I have a working proof of concept to take individual book notes from Obsidian, turn them into an OPML list of books, and publish them on this webserver. As I had time off these past days I’ve allowed myself to do some code tinkering, resulting in the set-up shown in the image below.


A sketch of my set-up, made in Excalidraw within Obsidian. The blue items now exist, the grey items are still to be done.

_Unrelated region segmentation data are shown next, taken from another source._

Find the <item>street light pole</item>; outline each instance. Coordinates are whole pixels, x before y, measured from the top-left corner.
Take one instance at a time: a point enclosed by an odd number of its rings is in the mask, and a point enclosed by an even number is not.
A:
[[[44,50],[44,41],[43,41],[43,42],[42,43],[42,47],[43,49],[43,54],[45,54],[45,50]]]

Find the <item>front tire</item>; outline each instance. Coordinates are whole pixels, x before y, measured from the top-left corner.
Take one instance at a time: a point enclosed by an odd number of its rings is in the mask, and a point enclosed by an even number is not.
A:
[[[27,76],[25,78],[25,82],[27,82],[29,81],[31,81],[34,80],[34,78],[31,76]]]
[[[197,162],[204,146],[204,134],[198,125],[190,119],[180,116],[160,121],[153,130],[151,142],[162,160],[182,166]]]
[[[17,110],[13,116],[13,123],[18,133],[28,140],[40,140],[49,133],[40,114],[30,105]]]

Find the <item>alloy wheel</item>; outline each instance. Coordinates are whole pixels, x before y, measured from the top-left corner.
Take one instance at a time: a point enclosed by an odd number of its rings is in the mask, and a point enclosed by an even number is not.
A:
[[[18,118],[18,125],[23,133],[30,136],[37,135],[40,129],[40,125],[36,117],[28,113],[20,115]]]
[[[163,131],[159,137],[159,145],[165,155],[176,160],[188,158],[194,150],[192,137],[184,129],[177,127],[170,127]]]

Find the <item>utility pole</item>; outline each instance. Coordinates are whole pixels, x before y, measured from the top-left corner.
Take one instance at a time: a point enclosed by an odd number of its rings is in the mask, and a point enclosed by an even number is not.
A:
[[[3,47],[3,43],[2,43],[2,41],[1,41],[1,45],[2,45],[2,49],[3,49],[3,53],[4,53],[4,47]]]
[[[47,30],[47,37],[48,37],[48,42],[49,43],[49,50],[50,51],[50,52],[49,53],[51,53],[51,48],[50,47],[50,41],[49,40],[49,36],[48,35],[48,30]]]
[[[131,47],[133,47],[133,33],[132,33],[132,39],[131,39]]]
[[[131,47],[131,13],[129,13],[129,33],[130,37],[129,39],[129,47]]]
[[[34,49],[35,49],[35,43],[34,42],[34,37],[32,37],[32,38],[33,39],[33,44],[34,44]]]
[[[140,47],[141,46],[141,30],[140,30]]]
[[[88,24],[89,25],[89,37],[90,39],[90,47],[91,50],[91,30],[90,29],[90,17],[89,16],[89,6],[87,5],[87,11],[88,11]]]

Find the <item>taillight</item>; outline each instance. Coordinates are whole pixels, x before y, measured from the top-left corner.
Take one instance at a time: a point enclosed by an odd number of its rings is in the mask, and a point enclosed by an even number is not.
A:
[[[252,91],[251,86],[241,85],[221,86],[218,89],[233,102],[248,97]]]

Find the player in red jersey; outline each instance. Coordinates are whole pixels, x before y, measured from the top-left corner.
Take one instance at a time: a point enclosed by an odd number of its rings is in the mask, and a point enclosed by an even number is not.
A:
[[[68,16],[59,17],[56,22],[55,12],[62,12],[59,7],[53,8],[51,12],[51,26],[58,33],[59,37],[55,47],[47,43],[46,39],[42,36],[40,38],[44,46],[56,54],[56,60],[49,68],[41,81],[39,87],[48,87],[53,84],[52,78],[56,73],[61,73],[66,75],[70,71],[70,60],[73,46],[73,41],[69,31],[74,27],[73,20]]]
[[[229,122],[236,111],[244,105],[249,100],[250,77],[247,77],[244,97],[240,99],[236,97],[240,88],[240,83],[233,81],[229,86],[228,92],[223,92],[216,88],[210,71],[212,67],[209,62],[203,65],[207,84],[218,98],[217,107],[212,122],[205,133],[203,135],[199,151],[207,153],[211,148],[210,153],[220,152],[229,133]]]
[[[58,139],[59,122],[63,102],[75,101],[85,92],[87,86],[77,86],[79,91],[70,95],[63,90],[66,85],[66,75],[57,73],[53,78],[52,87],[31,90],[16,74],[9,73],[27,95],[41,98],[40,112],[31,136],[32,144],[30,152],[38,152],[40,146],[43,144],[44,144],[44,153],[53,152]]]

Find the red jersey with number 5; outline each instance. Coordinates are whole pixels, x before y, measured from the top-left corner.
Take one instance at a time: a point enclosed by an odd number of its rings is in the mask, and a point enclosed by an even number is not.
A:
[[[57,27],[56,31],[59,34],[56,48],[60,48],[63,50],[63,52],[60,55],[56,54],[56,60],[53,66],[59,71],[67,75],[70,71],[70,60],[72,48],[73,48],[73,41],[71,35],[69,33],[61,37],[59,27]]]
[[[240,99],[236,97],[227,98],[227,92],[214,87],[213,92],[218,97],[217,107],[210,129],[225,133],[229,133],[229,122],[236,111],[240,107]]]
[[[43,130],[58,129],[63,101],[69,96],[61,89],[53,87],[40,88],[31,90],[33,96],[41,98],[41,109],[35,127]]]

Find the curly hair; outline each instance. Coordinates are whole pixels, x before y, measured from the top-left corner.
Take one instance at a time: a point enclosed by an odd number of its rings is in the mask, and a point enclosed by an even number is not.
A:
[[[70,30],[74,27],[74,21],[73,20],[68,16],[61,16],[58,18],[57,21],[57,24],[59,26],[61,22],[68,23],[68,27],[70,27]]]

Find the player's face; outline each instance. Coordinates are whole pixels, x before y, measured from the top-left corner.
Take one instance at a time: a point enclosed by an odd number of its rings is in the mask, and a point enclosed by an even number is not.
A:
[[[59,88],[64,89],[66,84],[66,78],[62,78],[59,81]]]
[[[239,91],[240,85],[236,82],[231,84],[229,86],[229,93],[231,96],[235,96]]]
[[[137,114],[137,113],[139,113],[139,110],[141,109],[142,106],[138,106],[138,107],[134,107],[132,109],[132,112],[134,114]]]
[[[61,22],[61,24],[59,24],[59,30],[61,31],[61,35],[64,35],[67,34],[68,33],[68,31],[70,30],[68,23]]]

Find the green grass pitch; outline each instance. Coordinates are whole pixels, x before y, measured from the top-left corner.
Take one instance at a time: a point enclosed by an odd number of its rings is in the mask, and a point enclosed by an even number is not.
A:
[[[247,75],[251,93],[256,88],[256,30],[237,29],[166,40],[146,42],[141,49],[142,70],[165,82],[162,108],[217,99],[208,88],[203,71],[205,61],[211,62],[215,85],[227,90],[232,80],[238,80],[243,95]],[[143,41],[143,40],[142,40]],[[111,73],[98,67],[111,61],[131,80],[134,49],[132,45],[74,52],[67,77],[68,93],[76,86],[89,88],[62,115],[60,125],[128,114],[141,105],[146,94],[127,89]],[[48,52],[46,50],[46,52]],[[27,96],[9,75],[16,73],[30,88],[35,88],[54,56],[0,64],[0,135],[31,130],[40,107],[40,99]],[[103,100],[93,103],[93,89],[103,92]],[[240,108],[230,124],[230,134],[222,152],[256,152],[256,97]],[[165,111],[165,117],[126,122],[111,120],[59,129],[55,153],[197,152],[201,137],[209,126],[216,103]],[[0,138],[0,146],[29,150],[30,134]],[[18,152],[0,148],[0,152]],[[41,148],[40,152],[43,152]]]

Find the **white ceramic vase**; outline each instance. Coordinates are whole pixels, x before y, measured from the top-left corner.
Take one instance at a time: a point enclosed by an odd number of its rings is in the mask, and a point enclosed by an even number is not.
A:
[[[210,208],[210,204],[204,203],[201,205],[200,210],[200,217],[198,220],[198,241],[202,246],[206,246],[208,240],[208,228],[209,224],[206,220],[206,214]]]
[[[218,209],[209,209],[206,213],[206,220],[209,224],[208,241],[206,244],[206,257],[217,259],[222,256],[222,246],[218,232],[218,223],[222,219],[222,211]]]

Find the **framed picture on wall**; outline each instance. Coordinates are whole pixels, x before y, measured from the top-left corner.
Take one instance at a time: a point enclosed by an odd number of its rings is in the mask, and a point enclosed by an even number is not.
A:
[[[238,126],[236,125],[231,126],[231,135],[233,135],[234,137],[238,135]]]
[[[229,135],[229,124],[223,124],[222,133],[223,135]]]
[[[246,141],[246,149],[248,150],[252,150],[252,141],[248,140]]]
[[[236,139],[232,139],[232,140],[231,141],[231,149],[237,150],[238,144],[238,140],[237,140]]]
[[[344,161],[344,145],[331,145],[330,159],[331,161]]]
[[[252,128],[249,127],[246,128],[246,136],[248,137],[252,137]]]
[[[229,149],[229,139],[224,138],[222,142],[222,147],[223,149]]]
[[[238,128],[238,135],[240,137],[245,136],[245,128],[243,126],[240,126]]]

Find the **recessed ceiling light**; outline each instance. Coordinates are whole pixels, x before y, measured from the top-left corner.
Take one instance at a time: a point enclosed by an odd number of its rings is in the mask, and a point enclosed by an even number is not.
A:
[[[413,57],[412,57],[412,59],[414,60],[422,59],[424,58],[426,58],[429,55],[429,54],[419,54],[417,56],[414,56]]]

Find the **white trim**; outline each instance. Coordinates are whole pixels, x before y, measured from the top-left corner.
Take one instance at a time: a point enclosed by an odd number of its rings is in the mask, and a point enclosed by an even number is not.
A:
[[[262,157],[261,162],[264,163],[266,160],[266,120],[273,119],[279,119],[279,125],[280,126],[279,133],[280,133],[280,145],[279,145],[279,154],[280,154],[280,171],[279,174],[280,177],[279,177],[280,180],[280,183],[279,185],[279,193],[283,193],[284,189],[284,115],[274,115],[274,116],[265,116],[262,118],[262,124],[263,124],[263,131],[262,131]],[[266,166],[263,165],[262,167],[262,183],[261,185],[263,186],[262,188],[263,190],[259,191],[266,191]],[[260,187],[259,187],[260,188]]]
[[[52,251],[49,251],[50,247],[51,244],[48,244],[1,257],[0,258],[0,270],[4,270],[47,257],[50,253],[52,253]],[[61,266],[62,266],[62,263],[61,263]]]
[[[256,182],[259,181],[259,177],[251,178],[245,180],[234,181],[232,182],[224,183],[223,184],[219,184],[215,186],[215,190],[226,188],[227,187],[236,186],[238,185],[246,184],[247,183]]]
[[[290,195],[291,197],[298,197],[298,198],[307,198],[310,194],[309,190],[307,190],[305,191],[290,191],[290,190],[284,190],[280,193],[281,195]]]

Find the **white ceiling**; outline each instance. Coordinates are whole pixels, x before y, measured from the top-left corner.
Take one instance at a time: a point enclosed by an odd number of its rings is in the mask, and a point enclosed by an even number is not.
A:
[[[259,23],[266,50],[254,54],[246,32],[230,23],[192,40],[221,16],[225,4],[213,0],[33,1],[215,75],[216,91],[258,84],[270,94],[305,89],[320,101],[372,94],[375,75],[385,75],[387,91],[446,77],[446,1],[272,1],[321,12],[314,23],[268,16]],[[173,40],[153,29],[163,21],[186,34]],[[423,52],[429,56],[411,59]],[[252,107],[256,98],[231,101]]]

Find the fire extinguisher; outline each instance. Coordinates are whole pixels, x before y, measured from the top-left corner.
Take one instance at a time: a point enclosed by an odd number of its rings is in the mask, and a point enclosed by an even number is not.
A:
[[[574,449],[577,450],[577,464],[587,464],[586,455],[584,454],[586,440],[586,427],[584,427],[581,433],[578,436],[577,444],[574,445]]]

The workflow is now as follows:

  • Within Obsidian I have made a template for book notes, which has a number of inline data fields (shaped ‘field:: value’). These fields contain the same attributes that I use in my OPML files, using the data structure I made earlier. It also contains one additional field, the booklist it is part of.
  • When I first create a new book note I use the template and fill out the inline data fields. If it changes status (to read, reading, read) I update the attributes if needed. Next to those data fields it can contain anything else (e.g. my Kindle hihglights and remarks end up in those book notes too.)
  • I can create lists of books in Obsidian using the Dataview plugin, which can find and interpret the inline data fields.
  • I can run a PHP script, on my laptop, that iterates through all the files in the folder that contains my book notes. It reads the inline data fields and turns them into OPML lines with the same attributes. It saves it in the correct OPML file using the booklist field. This means that when I move a book in Obsidian from my “anti-library” to the “currently reading” list and then to the “non-fiction 2021” or “fiction 2021” list by changing that single booklist data field, that will get reflected in the OPML as well. The OPML files are saved in a folder, and both human and machine readable.
  • I have a second PHP script that also runs locally on my laptop, that iterates through the files in the folder. For each of the .opml files it finds that have changed in the past week, it will get the filename and the file content. It then sends those two data fields (and an access code) to a script on my web server as POST form data.
  • The script on my web server accepts POST form data and if the access code is ok, will save the submitted file content using the submitted file name. After that the OPML files on my webserver have the same content as my Dataview overviews within Obsidian, and are fully based on the inline data fields in my individual book notes.

I’ve tested this flow and it works correctly. There’s one important improvement to still make. It currently goes through all my book notes and creates all opml files anew. I want to change that to start from the recently changed book notes and then generate the corresponding opml files. For now it is fast enough locally to not be an issue though that it iterates through the entire folder of book notes.
A second step to take is an addition: to render the same information as JSON files. Dave Winer’s OPMLpackage is likely useful here. Early on there was some discussion on which format to use, and I don’t see a need to choose. I’ve created it using my preference, but the same information can be formatted differently in parallel if it aids usage and federation.
To fully automate this, I still need to set a cron job that calls the first and second local script in turn, every other week or so.

Now that it all works, I will need to see how it goes in practice when I pick a new book, or finish one.
I also need to clean up the code (removing the tests I added in various steps) and translate some of the comments in English. Then I can share I’ve shared the scripts on GitHub, so others can use it for inspiration.

Future steps may include generating book postings in my blog here, directly based on Obsidian notes as well.